The following are ways to invest in S&P 500 index indirectly –
Index mutual funds/ ETFs
There are many AMCs or mutual fund houses that invest in S&P 500 index. The objective of an index fund is to mimic the performance and portfolio of the S&P 500 index. You can choose any of these mutual funds that invest in S&P 500 as their benchmark index and get exposure to stocks of S&P 500. The benefit of investing through mutual funds is that you can start with a small amount of Rs.500 to invest. Moreover, you need not go through the hassle of selecting the right individual stocks to invest in. However, you must check the expense ratio of these funds before investing.

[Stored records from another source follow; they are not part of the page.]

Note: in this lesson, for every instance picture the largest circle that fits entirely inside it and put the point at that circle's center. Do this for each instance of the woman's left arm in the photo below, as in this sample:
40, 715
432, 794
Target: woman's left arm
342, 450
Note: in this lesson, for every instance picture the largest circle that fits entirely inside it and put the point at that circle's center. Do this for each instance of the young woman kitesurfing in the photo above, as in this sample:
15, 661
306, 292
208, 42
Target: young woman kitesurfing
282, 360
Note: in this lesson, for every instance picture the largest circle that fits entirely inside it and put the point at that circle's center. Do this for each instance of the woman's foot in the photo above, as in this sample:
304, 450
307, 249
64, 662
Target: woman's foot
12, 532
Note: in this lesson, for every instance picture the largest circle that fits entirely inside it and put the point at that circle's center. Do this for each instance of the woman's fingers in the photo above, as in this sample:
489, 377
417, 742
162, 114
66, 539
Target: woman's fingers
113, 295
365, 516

Some of the index mutual fund/ETFs that follow the S&P 500 index are –
- Motilal Oswal S&P 500 Index Fund
- Mirae Asset S&P 500 Top 50 ETF
- S&P 500 Vanguard ETF – This is an international mutual fund where Indian investors require an international trading account to invest.
Through Mobile App
There are many online platforms and applications that allow Indian investors to get exposure in foreign stocks and mutual funds. You can start with an amount of $1. Also, these platforms give you an option to make your own stock portfolio with individual stocks or use their advisory services.
Investing in this index helps to diversify your portfolio. With increased access to information and advanced technology, investing in foreign markets has become easy. Indian investors can consider investing in the international market either directly or indirectly. But before choosing, you must consider the pros and cons of each method. Also, it is essential to understand the risk associated with investing in foreign indices and currency conversion charges.